In response to garlic disease we now soak and peel the cloves.  A vodka bath completes the rot control.  The time needed to peel the cloves without causing damage is enormous but we have nearly eliminated the deadly fungus.  Before peeling, we relied on the appearance of the fully covered cloves.  Then the rot was so severe the problem could be seen or felt.  Now it remains small and hidden so we must search it out.

Last year's crop was planted in land that had not seen garlic or onions for a full decade.  We did grow infected garlic there once but felt that this ground would now be safe to use.  Wrong again.  We planted 40 cloves of garlic given to us by Helen.  Both the garlic and the person were special and we expected a good harvest.  All 40 cloves sent up strong looking growth early but then death swept across those plants.  We harvested only 6 plants and expected the worst when they were peeled prior to planting.  None of those survivors displayed any sign of disease and we simply cannot understand how that happened.  28 cloves were planted and we are hopeful that their miracle will continue.  Helen is no longer with us and we really want to keep her garlic growing here.
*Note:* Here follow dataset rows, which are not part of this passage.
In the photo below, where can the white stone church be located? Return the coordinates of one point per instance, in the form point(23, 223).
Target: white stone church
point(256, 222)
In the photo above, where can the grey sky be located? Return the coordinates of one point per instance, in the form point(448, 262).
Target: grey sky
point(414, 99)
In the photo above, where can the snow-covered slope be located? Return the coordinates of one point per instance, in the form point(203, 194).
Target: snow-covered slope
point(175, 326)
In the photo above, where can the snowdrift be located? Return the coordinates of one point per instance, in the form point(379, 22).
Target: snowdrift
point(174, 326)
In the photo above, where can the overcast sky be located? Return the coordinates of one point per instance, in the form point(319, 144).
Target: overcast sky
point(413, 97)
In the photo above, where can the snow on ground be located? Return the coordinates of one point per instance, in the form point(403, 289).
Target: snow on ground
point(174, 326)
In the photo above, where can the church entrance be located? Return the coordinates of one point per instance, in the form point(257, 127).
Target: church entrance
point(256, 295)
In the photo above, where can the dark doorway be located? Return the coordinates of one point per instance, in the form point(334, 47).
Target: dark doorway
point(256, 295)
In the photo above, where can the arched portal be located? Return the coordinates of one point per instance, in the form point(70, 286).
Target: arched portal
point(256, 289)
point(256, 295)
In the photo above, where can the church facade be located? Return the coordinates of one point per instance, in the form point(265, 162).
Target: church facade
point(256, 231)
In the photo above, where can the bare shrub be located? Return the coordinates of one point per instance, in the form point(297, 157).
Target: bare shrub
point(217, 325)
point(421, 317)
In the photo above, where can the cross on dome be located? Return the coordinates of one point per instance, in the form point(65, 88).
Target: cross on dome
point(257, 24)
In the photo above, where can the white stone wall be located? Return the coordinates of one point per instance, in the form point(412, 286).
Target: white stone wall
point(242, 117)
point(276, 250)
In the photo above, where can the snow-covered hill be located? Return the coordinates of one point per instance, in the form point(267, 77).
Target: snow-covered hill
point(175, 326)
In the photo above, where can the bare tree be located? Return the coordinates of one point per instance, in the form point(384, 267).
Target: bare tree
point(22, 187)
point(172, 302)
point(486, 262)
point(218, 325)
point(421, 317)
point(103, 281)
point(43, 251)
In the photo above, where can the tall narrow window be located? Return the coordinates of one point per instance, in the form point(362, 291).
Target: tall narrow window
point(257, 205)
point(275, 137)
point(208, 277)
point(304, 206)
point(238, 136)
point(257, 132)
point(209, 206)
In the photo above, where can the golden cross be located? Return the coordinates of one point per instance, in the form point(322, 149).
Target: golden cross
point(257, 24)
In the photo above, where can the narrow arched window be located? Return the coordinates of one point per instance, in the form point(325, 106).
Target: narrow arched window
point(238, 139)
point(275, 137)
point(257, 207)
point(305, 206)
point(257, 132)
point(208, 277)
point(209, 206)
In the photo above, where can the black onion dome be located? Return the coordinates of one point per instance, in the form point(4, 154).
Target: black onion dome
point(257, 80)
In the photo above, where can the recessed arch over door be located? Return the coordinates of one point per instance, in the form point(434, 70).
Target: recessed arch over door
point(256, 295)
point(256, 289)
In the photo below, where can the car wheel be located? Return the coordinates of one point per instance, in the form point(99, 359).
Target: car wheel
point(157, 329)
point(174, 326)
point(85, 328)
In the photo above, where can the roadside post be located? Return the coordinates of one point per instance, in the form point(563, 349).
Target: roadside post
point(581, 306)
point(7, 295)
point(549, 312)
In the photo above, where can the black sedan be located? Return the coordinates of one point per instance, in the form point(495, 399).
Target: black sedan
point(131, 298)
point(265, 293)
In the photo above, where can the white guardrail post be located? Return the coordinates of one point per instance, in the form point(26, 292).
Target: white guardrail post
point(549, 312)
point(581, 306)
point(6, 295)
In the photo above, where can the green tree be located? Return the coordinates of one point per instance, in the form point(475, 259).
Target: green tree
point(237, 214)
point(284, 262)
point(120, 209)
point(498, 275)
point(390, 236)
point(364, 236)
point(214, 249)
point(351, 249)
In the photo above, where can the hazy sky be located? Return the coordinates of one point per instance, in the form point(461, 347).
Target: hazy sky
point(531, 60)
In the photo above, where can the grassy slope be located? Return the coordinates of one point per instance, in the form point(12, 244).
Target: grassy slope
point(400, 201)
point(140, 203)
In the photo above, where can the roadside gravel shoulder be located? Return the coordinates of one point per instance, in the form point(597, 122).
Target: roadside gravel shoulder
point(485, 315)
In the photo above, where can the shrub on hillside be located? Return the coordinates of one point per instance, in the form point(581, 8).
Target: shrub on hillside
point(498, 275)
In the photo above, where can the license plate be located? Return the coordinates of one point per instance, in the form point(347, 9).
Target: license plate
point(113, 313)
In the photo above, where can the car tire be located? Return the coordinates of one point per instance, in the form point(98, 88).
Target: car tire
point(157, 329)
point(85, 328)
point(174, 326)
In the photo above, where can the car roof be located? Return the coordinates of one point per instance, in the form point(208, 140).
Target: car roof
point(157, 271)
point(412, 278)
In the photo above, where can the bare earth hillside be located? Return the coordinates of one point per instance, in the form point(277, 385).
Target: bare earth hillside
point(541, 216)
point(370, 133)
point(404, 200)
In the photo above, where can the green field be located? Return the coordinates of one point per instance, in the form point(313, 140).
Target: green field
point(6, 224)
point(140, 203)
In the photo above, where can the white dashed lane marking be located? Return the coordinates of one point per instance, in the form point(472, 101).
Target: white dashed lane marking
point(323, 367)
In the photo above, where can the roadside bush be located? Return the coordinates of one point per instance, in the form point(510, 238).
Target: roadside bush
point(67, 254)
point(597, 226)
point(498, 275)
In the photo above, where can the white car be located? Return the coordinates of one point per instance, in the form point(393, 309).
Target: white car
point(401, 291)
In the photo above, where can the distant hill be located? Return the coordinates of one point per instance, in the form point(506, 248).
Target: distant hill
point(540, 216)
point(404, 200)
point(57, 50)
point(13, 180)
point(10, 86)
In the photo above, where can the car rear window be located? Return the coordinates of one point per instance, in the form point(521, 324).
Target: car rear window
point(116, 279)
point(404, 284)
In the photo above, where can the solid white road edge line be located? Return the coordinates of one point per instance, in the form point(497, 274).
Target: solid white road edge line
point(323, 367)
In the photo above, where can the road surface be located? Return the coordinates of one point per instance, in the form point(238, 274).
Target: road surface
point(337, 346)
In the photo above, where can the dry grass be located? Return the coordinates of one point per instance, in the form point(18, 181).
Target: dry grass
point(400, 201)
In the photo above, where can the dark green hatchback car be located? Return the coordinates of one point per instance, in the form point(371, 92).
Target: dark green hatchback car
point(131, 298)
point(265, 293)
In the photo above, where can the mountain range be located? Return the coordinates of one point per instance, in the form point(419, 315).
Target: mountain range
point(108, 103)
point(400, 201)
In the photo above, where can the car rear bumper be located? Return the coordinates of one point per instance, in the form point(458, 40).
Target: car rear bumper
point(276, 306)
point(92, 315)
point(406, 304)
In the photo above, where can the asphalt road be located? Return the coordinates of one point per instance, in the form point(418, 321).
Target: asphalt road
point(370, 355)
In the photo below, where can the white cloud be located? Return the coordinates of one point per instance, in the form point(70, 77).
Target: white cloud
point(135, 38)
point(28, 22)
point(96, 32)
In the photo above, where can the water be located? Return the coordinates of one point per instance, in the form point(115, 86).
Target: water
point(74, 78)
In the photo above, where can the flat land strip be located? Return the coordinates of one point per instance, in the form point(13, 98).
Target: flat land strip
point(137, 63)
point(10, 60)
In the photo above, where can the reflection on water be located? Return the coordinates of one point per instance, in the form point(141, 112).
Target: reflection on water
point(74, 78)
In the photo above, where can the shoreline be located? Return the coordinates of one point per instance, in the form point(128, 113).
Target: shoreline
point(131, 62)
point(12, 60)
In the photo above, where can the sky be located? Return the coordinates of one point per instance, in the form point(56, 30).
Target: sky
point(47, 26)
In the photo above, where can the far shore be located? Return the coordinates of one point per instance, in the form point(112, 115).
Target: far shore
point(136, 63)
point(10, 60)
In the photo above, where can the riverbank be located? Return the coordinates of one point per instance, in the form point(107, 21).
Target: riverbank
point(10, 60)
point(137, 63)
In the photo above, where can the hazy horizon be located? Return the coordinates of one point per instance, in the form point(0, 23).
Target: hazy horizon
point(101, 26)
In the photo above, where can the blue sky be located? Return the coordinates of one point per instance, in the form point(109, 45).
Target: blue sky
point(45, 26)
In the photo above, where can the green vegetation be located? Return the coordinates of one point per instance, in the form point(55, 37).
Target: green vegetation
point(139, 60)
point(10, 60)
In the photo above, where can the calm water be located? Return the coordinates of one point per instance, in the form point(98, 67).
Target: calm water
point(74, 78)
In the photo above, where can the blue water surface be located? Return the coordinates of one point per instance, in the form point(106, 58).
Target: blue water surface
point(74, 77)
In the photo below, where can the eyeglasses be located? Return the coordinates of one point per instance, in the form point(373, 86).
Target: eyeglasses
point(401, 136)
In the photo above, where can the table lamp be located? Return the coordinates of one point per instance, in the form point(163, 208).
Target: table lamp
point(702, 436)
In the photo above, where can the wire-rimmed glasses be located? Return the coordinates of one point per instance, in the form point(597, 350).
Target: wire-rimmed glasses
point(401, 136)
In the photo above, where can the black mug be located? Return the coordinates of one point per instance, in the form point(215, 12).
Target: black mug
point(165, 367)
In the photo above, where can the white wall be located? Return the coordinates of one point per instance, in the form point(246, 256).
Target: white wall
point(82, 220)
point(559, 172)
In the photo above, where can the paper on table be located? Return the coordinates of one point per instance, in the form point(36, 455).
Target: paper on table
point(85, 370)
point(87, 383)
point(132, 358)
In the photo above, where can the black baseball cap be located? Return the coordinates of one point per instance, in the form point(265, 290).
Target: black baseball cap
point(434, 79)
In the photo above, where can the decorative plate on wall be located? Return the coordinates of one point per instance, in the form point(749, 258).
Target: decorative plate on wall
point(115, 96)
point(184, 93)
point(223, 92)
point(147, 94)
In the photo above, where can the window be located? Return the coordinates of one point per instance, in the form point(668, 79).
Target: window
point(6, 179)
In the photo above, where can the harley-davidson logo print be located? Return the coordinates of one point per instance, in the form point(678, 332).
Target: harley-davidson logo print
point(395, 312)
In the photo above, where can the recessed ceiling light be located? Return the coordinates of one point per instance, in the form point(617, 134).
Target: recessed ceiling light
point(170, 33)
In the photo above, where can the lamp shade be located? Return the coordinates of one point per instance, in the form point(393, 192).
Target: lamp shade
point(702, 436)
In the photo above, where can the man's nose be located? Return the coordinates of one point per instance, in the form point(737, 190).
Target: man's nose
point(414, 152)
Former students may remember that I am a bit fussy about neatness.  Using two pieces of welded wire fencing with one rotated 90 degrees, a grid of two inch squares covers the ground.  Uniform spacing and straight alignment quickly follows.  Each row becomes home to 10 cloves and there are 21 rows.



This infected clove is unusual in that the problem is near the tip.  Usually the rot forms nearer the base at the source of the roots.  This infection is so small that it would have gone undetected if the clove had not been peeled.  We found only three bad cloves from 170 peeled until we got to the last variety.  The forty White Bishops gave us 6 disgustingly rotten cloves.  Here is another puzzle since the plants looked great at harvest and the bulbs felt solid.  So once again we have planted peeled cloves that also were soaked in vodka just prior to planting.  I do not know if the purpose of the vodka was to sterilize or to make the cloves happy. 
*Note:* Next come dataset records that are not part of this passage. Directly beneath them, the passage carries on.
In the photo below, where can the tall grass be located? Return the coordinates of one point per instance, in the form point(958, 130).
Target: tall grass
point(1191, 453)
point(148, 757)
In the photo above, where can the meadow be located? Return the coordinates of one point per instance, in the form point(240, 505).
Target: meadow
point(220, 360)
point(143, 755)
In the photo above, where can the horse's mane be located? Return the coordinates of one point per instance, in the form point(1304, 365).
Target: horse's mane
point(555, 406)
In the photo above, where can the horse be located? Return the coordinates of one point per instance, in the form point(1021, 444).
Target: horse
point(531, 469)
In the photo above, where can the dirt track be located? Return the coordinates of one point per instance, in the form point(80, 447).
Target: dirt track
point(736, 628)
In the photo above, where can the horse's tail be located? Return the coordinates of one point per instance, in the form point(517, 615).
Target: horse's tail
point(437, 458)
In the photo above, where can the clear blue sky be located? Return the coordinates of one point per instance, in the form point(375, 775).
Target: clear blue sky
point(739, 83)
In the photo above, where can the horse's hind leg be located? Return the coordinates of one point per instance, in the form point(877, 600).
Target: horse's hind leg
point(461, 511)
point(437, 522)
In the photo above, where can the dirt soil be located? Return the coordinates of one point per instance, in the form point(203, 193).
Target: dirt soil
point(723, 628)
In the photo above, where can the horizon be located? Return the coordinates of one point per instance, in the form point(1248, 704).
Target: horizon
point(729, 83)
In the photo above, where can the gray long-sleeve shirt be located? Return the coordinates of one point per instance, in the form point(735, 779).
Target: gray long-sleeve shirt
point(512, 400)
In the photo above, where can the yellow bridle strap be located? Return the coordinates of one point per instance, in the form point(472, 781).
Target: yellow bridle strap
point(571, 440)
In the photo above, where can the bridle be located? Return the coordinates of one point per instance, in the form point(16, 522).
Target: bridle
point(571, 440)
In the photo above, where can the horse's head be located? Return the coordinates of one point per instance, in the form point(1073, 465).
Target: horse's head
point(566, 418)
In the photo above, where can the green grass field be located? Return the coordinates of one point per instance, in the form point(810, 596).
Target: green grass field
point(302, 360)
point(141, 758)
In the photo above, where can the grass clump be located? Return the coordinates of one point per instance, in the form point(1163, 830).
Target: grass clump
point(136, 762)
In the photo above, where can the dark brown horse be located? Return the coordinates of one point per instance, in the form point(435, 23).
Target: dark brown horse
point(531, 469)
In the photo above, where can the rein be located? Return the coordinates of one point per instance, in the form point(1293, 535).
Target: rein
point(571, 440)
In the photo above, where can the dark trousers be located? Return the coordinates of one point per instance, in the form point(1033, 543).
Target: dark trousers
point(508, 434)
Planting vegetables as winter approaches is unusual.  That is a factor in what makes garlic so special to us.  The plants will appear when it is way to early for garden planting.  An appropriate end to this year's garden and an early promise of the start of the next garden.  Our usual planting time was closer to mid October to coincide with my father's birthday.  Conditions seemed perfect to plant early and I am confident that he would have approved of that decision.